18
Gas
news
Will your cooker
stand up to
safety scrutiny?
By Jason Treseder, ESV Gas Engineer
ESV reminds all gasfitters and electricians
of the importance of correctly securing
freestanding cooking appliances to avoid
serious injuries and to meet legal obligations.
Under the Gas Safety Act 1997 licensed
gasfitters have responsibilities to ensure installations
are left in a safe condition and all gasfitting work
complies with the prescribed standards.
Where gasfitters identify unsafe installations
they are obliged to take action to make the
installation safe.
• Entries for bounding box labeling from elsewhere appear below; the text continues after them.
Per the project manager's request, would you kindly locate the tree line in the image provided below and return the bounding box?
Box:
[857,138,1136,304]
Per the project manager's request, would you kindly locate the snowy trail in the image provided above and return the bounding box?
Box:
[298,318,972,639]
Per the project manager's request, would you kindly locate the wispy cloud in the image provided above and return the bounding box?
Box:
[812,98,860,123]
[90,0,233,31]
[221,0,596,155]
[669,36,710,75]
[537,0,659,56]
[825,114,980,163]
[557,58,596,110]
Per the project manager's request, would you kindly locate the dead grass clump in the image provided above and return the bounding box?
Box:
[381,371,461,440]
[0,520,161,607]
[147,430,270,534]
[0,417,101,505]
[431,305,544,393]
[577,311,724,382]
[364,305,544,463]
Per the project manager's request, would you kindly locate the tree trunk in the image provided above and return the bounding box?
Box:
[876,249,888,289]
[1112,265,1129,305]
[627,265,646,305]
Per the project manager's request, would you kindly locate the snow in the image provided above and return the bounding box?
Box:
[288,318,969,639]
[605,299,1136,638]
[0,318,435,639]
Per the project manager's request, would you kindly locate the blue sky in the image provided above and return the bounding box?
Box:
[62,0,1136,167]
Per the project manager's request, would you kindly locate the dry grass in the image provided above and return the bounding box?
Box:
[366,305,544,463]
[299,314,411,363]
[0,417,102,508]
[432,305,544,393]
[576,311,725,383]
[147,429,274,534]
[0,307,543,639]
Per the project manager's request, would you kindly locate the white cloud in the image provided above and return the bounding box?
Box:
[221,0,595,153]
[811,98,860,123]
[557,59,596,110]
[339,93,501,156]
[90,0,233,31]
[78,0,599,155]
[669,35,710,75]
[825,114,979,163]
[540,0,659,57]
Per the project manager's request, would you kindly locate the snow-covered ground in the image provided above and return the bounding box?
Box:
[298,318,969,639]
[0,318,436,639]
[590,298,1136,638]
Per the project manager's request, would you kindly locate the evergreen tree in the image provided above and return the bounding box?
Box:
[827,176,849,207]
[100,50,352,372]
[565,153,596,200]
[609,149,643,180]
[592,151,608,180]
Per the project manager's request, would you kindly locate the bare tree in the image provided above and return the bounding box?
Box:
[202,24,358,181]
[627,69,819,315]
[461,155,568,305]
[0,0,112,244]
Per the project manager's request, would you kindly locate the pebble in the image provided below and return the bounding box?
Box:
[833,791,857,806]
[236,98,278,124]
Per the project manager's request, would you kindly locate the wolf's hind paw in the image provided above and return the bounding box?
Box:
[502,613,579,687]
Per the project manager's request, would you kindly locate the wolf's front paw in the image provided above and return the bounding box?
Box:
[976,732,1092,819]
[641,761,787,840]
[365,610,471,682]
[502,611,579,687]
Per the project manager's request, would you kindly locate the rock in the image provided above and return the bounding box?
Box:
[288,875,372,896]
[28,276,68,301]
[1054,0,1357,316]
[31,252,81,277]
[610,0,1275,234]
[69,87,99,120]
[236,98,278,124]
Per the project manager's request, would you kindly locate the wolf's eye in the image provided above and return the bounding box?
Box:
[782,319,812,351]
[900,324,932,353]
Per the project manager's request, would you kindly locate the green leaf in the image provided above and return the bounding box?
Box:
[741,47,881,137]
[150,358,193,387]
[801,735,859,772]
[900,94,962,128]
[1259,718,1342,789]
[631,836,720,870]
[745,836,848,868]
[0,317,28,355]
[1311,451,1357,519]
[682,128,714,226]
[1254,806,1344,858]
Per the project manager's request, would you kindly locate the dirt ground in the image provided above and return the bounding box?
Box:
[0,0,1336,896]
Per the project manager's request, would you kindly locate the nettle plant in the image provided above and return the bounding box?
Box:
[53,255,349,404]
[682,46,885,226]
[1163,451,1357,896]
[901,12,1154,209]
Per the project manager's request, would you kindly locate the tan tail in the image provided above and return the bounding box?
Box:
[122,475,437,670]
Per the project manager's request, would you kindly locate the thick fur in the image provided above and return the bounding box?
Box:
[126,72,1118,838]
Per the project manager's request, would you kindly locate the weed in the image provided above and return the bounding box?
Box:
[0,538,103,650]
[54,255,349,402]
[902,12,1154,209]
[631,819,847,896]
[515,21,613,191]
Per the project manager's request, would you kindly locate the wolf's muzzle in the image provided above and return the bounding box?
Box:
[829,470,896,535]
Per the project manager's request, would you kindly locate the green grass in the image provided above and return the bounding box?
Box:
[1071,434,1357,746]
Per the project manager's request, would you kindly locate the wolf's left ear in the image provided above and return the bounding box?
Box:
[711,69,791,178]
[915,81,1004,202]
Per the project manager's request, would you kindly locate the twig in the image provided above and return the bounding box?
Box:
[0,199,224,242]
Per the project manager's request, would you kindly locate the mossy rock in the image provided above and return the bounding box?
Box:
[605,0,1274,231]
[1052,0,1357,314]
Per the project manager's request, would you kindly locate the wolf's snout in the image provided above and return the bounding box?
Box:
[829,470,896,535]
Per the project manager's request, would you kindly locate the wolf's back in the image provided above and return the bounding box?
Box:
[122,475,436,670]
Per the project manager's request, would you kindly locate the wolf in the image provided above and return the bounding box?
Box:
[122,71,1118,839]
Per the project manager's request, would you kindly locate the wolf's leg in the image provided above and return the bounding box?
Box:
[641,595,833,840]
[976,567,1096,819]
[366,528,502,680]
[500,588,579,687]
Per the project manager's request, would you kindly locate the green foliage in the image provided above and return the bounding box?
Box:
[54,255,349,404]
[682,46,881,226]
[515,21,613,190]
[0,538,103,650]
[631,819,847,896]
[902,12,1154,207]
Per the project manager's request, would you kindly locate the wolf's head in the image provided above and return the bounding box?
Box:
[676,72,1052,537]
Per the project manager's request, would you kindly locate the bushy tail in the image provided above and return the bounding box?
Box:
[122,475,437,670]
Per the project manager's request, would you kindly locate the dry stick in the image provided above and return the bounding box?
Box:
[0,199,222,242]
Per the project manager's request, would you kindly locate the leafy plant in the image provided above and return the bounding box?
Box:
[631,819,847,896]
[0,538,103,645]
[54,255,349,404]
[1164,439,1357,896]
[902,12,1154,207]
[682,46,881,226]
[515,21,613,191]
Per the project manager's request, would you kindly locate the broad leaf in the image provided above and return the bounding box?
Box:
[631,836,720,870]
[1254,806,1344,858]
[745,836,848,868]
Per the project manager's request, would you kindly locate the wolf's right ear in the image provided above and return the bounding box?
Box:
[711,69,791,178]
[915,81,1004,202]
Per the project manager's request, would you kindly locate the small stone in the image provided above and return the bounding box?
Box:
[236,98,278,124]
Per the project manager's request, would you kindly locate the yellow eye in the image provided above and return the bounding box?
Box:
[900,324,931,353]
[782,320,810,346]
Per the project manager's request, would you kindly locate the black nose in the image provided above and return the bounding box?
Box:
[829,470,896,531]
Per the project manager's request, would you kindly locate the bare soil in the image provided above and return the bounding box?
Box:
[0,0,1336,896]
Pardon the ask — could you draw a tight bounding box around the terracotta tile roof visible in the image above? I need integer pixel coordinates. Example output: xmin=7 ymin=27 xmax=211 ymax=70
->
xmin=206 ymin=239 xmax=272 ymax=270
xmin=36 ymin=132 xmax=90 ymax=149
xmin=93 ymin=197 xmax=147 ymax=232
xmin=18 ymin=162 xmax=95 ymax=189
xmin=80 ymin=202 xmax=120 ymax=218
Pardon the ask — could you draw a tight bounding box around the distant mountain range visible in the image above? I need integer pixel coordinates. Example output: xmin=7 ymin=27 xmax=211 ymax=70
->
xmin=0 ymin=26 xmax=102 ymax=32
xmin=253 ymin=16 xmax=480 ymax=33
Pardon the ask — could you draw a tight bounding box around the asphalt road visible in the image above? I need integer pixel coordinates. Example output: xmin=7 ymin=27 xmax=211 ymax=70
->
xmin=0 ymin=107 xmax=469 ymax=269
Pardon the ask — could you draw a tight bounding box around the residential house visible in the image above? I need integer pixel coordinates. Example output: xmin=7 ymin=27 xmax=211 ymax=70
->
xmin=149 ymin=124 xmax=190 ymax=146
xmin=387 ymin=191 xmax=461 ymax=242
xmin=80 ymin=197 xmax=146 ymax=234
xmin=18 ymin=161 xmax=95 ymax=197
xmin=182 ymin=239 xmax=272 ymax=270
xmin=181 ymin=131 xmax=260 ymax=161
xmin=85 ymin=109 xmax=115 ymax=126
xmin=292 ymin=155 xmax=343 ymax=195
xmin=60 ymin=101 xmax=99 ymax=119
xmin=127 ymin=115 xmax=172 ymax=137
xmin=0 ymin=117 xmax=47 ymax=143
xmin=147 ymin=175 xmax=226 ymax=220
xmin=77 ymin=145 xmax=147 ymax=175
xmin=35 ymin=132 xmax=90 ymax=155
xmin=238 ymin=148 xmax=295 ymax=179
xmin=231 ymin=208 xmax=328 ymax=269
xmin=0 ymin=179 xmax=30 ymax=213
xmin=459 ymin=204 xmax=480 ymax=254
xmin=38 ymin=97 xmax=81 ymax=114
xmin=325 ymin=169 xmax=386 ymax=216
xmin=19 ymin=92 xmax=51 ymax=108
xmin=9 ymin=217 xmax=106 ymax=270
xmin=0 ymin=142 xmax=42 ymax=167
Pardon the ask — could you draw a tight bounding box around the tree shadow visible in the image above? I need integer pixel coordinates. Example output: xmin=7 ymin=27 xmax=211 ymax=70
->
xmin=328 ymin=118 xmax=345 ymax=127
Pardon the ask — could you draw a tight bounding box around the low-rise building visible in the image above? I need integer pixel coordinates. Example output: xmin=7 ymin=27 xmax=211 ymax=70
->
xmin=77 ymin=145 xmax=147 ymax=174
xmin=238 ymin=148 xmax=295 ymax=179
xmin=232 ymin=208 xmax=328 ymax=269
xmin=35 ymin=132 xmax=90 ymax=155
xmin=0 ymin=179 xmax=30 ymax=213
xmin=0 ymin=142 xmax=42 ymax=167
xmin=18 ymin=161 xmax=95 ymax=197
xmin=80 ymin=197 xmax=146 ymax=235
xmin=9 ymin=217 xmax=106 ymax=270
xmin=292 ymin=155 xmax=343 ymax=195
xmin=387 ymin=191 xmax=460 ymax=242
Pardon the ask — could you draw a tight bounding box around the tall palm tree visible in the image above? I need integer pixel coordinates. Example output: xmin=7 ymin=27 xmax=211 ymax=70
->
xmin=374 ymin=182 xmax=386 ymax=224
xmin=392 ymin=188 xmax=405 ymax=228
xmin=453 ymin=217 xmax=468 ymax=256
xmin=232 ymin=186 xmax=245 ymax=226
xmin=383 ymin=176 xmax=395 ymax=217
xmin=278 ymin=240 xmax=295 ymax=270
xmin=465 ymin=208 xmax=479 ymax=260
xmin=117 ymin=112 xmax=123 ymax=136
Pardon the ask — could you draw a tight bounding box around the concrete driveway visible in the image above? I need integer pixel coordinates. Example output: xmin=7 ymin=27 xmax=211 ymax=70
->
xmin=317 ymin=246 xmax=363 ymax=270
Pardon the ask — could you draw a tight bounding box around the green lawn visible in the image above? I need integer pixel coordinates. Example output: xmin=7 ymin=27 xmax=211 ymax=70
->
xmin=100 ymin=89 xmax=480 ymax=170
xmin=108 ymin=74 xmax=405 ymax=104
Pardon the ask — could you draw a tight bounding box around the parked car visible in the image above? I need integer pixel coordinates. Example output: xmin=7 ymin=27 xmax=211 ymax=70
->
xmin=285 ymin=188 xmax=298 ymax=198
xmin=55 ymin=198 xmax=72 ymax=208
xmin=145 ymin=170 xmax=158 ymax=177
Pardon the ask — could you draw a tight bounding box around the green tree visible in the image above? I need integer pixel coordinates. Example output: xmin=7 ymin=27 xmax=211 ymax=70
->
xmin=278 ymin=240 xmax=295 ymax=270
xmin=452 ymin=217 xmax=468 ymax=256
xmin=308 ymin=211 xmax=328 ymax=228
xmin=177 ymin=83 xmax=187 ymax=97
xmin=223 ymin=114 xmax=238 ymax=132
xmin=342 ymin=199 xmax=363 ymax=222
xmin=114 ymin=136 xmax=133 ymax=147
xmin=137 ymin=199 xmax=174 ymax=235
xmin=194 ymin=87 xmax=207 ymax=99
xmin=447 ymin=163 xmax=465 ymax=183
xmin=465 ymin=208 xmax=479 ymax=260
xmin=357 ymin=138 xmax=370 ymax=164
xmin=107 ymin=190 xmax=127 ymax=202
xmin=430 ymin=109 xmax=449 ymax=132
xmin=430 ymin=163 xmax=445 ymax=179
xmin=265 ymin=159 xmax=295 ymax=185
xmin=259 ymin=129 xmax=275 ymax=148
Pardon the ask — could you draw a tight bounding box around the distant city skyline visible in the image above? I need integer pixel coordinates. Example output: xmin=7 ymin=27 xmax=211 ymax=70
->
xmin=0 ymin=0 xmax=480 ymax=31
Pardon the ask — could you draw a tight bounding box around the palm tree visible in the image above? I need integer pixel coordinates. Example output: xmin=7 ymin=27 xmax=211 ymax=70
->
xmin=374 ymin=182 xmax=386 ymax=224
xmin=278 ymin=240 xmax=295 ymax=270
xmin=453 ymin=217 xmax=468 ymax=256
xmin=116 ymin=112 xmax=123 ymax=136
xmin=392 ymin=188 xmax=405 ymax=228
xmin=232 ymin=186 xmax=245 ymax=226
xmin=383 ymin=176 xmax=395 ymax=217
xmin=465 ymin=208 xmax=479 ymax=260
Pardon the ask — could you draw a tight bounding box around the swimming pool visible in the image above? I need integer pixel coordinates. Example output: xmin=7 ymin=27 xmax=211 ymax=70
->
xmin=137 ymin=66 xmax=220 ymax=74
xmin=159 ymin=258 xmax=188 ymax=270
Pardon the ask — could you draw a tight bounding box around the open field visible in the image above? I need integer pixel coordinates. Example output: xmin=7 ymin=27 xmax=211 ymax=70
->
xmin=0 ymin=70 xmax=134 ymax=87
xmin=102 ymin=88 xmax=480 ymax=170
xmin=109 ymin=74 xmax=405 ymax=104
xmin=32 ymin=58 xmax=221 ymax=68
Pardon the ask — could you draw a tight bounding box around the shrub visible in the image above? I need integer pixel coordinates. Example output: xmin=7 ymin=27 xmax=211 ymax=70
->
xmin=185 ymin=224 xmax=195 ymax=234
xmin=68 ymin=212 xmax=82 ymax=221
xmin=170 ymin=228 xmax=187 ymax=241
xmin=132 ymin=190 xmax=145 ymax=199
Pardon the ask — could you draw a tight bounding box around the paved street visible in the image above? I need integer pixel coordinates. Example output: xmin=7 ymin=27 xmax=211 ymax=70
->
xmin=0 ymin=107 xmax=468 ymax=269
In the case of cookers this means
fitting the required stabilisation or disconnecting
the appliance. If after making a reasonable effort
to rectify the installation it is not possible to make
the installation safe, the gasfitter is obliged to notify
ESV and the gas company without delay.
Oven doors of free standing cookers open
to an ideal height for young children to climb on
and the weight of a small child on the oven door
acts as a lever that can easily cause unsecured
cookers to tip or tilt forward.
This tilting forward can cause pots on the
stove to slide forward off the front of the cooker
and potentially cause serious burns and other
injury if hot pots and pans filled with boiling water
or hot oil land on the child.
Recently ESV investigated an unfortunate
incident where a young child received serious
burns to their head and back from hot cooking
oil after climbing onto an open oven door of an
unsecured cooker that tilted forward. Hot oil also
splashed on the parent, who also received burns.
The Royal Children’s Hospital has advised
ESV that over the past 18 months there have been
four incidents of children sustaining burns involving
gas and electric freestanding cookers.